Not applicable to open-end investment companies.
Item 8. Portfolio Managers of Closed-End Management Investment Companies.
Not applicable to open-end investment companies.
Item 9. Purchases of Equity Securities by Closed-End Management Investment Company and Affiliated Purchasers.
Not applicable to open-end investment companies.
Item 10. Submission of Matters to a Vote of Security Holders.
Not Applicable.
Item 11. Controls and Procedures.
(a) The Registrant’s President and Treasurer have reviewed the Registrant's disclosure controls and procedures (as defined in Rule 30a-3(c) under the Investment Company Act of 1940 (the “Act”)) as of a date within 90 days of the filing of this report, as required by Rule 30a-3(b) under the Act and Rules 13a-15(b) or 15d-15(b) under the Securities Exchange Act of 1934. Based on their review, such officers have concluded that the disclosure controls and procedures are effective in ensuring that information required to be disclosed in this report is appropriately recorded, processed, summarized and reported and made known to them by others within the Registrant and by the Registrant’s service provider.

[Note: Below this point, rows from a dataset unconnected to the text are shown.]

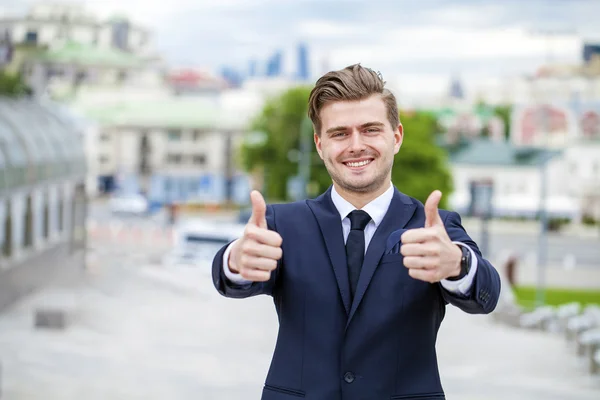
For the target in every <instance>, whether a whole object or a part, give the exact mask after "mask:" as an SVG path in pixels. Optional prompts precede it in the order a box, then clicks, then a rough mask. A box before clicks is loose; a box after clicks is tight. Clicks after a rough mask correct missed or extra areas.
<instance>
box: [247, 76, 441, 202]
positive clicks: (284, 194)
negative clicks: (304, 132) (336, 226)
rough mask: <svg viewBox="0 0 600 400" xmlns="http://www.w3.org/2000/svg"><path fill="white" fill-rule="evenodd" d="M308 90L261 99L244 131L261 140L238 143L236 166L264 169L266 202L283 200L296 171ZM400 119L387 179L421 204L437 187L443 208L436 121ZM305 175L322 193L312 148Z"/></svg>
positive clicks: (286, 192) (403, 116)
mask: <svg viewBox="0 0 600 400" xmlns="http://www.w3.org/2000/svg"><path fill="white" fill-rule="evenodd" d="M310 89H311V88H310V87H297V88H293V89H290V90H288V91H286V92H284V93H283V94H282V95H281V96H278V97H275V98H272V99H270V100H269V101H267V102H266V104H265V106H264V108H263V110H262V111H261V112H260V114H259V115H258V116H257V117H256V118H255V119H254V120H253V122H252V124H251V129H250V130H251V131H253V132H262V133H263V134H264V140H263V141H262V142H256V141H247V142H246V143H244V144H243V145H242V147H241V157H240V159H241V162H242V167H243V168H244V169H245V170H246V171H250V172H253V171H255V169H259V170H260V169H262V170H263V171H264V177H265V189H264V190H265V193H264V194H265V196H266V197H267V198H269V199H270V200H289V199H288V197H287V182H288V179H289V178H291V177H293V176H295V175H297V173H298V163H297V162H296V160H294V159H293V157H290V155H293V154H294V152H295V151H297V149H299V145H300V129H301V125H302V121H303V119H304V118H305V117H306V113H307V107H308V106H307V104H308V97H309V94H310ZM400 118H401V121H402V124H403V126H404V132H405V135H404V142H403V145H402V148H401V149H400V152H399V153H398V154H397V155H396V158H395V162H394V168H393V171H392V181H393V182H394V184H395V185H396V186H397V187H398V188H399V189H400V190H401V191H402V192H404V193H406V194H408V195H410V196H413V197H415V198H417V199H419V200H421V201H423V202H424V201H425V200H426V199H427V196H429V194H430V193H431V192H432V191H433V190H435V189H439V190H441V191H442V193H443V194H444V196H443V197H442V202H441V204H440V206H441V207H444V206H445V204H447V203H446V201H447V198H448V195H449V194H450V191H451V188H452V180H451V177H450V174H449V172H448V169H447V162H446V153H445V151H444V150H443V149H442V148H440V147H438V146H437V144H436V133H437V131H438V129H437V123H436V119H435V117H434V116H432V115H429V114H426V113H412V114H401V115H400ZM312 149H314V145H313V147H312ZM310 178H311V179H310V180H311V185H310V186H311V189H310V190H309V195H310V196H315V195H317V194H319V193H322V192H323V191H325V190H326V189H327V188H328V187H329V186H330V185H331V178H330V177H329V174H328V173H327V170H326V168H325V166H324V164H323V162H322V160H321V159H320V158H319V156H318V154H317V152H316V151H314V150H313V152H312V165H311V171H310Z"/></svg>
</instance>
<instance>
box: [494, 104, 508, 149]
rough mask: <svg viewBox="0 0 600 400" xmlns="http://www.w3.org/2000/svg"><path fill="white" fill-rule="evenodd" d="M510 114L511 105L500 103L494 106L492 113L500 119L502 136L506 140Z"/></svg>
mask: <svg viewBox="0 0 600 400" xmlns="http://www.w3.org/2000/svg"><path fill="white" fill-rule="evenodd" d="M511 114H512V106H511V105H502V106H495V107H494V115H496V116H497V117H498V118H500V119H501V120H502V123H503V124H504V137H505V138H506V140H508V139H510V117H511Z"/></svg>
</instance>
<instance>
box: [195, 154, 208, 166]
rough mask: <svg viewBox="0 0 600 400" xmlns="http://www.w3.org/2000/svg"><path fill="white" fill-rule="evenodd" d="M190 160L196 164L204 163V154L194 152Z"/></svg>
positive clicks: (198, 164)
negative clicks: (195, 153) (191, 157)
mask: <svg viewBox="0 0 600 400" xmlns="http://www.w3.org/2000/svg"><path fill="white" fill-rule="evenodd" d="M192 160H193V162H194V164H196V165H204V164H206V155H204V154H194V155H193V156H192Z"/></svg>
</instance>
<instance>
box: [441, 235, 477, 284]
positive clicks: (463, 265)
mask: <svg viewBox="0 0 600 400" xmlns="http://www.w3.org/2000/svg"><path fill="white" fill-rule="evenodd" d="M457 246H458V247H460V251H462V256H461V257H460V274H459V275H458V276H454V277H448V278H447V279H448V280H449V281H458V280H460V279H462V278H464V277H465V276H467V275H468V274H469V271H470V270H471V250H470V249H469V248H468V247H467V246H461V245H458V244H457Z"/></svg>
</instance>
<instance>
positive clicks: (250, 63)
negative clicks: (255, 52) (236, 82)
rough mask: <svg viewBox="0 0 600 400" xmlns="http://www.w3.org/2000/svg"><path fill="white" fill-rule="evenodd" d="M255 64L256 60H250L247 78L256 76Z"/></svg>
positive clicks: (257, 66) (254, 76)
mask: <svg viewBox="0 0 600 400" xmlns="http://www.w3.org/2000/svg"><path fill="white" fill-rule="evenodd" d="M257 67H258V65H257V62H256V60H250V63H249V64H248V77H249V78H254V77H256V75H257V72H258V71H257V70H256V69H257Z"/></svg>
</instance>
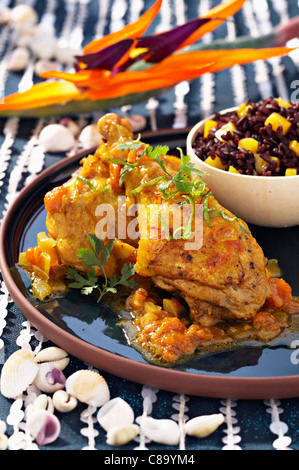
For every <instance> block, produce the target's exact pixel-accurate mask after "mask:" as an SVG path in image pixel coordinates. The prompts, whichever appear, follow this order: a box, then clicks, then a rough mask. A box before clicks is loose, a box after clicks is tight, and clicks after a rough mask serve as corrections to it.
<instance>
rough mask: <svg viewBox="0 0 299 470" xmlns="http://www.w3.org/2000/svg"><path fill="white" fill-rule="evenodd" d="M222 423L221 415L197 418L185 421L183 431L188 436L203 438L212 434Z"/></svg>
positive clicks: (207, 416)
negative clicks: (187, 434) (184, 431)
mask: <svg viewBox="0 0 299 470" xmlns="http://www.w3.org/2000/svg"><path fill="white" fill-rule="evenodd" d="M223 422H224V416H223V414H221V413H217V414H212V415H204V416H197V417H196V418H192V419H190V420H189V421H187V422H186V423H185V425H184V430H185V432H186V434H188V435H189V436H195V437H200V438H204V437H207V436H209V435H210V434H212V433H213V432H214V431H216V429H217V428H218V427H219V426H220V425H221V424H222V423H223Z"/></svg>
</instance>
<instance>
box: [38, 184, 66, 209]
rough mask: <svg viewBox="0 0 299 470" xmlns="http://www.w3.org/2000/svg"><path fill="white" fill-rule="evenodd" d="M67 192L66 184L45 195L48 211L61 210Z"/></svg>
mask: <svg viewBox="0 0 299 470" xmlns="http://www.w3.org/2000/svg"><path fill="white" fill-rule="evenodd" d="M66 193H67V188H66V187H65V186H58V187H57V188H54V189H52V191H49V192H48V193H47V194H46V195H45V199H44V203H45V209H46V211H48V212H59V211H60V209H61V204H62V198H63V196H64V195H65V194H66Z"/></svg>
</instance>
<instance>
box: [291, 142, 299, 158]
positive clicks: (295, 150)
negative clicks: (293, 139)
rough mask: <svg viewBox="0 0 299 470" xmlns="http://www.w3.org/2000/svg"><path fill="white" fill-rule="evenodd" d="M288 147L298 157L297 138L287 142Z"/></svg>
mask: <svg viewBox="0 0 299 470" xmlns="http://www.w3.org/2000/svg"><path fill="white" fill-rule="evenodd" d="M289 149H290V150H293V152H295V154H296V155H297V157H299V142H297V140H292V141H291V142H290V143H289Z"/></svg>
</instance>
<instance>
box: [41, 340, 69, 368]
mask: <svg viewBox="0 0 299 470" xmlns="http://www.w3.org/2000/svg"><path fill="white" fill-rule="evenodd" d="M34 360H35V362H36V363H37V364H42V363H45V362H50V363H51V364H52V366H53V367H55V368H56V369H60V370H64V369H65V368H66V366H67V365H68V364H69V362H70V359H69V357H68V353H67V352H66V351H64V350H63V349H61V348H58V347H56V346H51V347H49V348H45V349H42V350H41V351H40V352H39V353H37V354H36V356H35V358H34Z"/></svg>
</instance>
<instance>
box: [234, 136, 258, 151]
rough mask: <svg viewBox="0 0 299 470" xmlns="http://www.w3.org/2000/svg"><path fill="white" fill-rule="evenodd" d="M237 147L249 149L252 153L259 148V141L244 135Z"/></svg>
mask: <svg viewBox="0 0 299 470" xmlns="http://www.w3.org/2000/svg"><path fill="white" fill-rule="evenodd" d="M238 147H239V148H240V149H244V150H249V151H250V152H252V153H256V152H257V151H258V148H259V143H258V141H257V140H256V139H253V138H252V137H246V138H244V139H240V140H239V143H238Z"/></svg>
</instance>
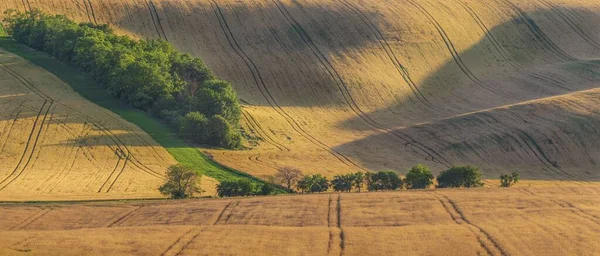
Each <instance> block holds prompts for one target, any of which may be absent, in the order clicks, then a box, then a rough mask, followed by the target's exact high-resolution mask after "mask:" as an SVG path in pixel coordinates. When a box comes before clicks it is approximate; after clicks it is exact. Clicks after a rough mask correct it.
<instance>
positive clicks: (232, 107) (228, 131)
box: [4, 10, 241, 148]
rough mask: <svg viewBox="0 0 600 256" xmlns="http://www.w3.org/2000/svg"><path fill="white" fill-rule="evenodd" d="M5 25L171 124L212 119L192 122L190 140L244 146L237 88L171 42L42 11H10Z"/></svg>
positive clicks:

(b) There were no changes in the Registrant's internal control over financial reporting (as defined in Rule 30a-3(d) under the Act) that occurred during the second fiscal quarter of the period covered by this report that has materially affected, or is reasonably likely to materially affect, the Registrant's internal control over financial reporting.
Item 12. Exhibits.
(a) | (1) Any code of ethics or amendment thereto, that is the subject of the disclosure required by Item 2, to the extent that the registrant intends to satisfy Item 2 requirements through filing an exhibit. Not Applicable. |
(2) A separate certification for each principal executive and principal financial officer pursuant to Section 302 of the Sarbanes-Oxley Act of 2002. Filed herewith.

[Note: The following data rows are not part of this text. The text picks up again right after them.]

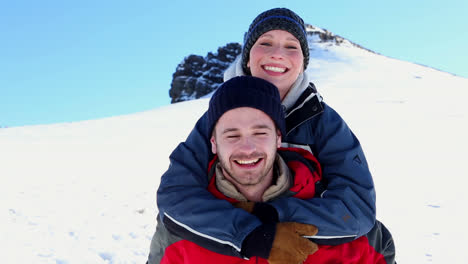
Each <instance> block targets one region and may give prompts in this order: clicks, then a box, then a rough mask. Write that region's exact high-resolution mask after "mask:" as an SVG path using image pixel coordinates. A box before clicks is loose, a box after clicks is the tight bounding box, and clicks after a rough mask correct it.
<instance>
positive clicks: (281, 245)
mask: <svg viewBox="0 0 468 264" xmlns="http://www.w3.org/2000/svg"><path fill="white" fill-rule="evenodd" d="M317 232H318V229H317V227H316V226H314V225H307V224H301V223H295V222H284V223H278V224H277V225H276V234H275V238H274V240H273V245H272V247H271V251H270V256H269V257H268V263H270V264H298V263H303V262H304V261H305V260H306V259H307V257H308V256H309V255H311V254H313V253H315V252H316V251H317V250H318V246H317V244H315V243H314V242H312V241H310V240H309V239H307V238H304V237H302V236H313V235H315V234H317Z"/></svg>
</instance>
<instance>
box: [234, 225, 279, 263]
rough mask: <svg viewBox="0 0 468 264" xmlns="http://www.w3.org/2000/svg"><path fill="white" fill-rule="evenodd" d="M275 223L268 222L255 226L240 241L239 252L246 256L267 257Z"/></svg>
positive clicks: (272, 238)
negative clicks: (249, 232)
mask: <svg viewBox="0 0 468 264" xmlns="http://www.w3.org/2000/svg"><path fill="white" fill-rule="evenodd" d="M275 233H276V224H275V223H268V224H263V225H260V226H259V227H257V228H255V229H254V230H253V231H252V232H251V233H250V234H249V235H247V237H246V238H245V239H244V241H243V242H242V249H241V254H242V255H243V256H246V257H248V258H251V257H254V256H255V257H260V258H264V259H267V258H268V257H269V256H270V251H271V248H272V246H273V240H274V238H275Z"/></svg>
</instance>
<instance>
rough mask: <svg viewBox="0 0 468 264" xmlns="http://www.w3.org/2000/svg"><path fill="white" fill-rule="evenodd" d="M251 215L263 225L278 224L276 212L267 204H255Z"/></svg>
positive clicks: (278, 221)
mask: <svg viewBox="0 0 468 264" xmlns="http://www.w3.org/2000/svg"><path fill="white" fill-rule="evenodd" d="M252 214H253V215H255V216H256V217H257V218H258V219H259V220H260V221H262V223H264V224H266V223H278V222H279V215H278V211H276V209H275V207H273V206H272V205H271V204H268V203H255V205H254V208H253V210H252Z"/></svg>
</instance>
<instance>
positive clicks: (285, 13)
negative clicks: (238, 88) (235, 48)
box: [242, 8, 309, 74]
mask: <svg viewBox="0 0 468 264" xmlns="http://www.w3.org/2000/svg"><path fill="white" fill-rule="evenodd" d="M275 29H281V30H284V31H288V32H289V33H291V34H292V35H293V36H294V37H296V38H297V40H299V43H300V44H301V49H302V54H303V55H304V70H305V69H306V68H307V65H308V64H309V44H308V42H307V33H306V30H305V26H304V21H303V20H302V18H301V17H300V16H298V15H297V14H296V13H294V12H293V11H291V10H289V9H287V8H273V9H270V10H267V11H265V12H263V13H261V14H260V15H258V16H257V17H256V18H255V19H254V21H253V22H252V24H250V27H249V31H248V32H247V33H246V34H245V36H244V46H243V49H242V69H243V70H244V72H245V73H246V74H250V70H249V68H248V67H247V63H248V62H249V55H250V49H251V48H252V46H253V45H254V44H255V42H256V41H257V39H258V38H259V37H260V36H261V35H262V34H264V33H265V32H268V31H270V30H275Z"/></svg>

(3) Any written solicitation to purchase securities under Rule 23c-1 under the Act sent or given during the period covered by the report by or on behalf of the registrant to 10 or more persons. Not applicable to open-end investment companies.
(b) | Certifications pursuant to Section 906 of the Sarbanes-Oxley Act of 2002. Furnished herewith. |
SIGNATURES
Pursuant to the requirements of the Securities Exchange Act of 1934 and the Investment Company Act of 1940, the registrant has duly caused this report to be signed on its behalf by the undersigned, thereunto duly authorized.
(Registrant) Intrepid Capital Management Funds Trust
By (Signature and Title)* /s/Mark F. Travis
Mark F. Travis, President
Date May 17, 2013
Pursuant to the requirements of the Securities Exchange Act of 1934 and the Investment Company Act of 1940, this report has been signed below by the following persons on behalf of the registrant and in the capacities and on the dates indicated.
By (Signature and Title)* /s/Mark F. Travis
Mark F. Travis, President
Date May 17, 2013
By (Signature and Title)* /s/Donald C. White
Donald C. White, Treasurer
Date May 17, 2013
* Print the name and title of each signing officer under his or her signature.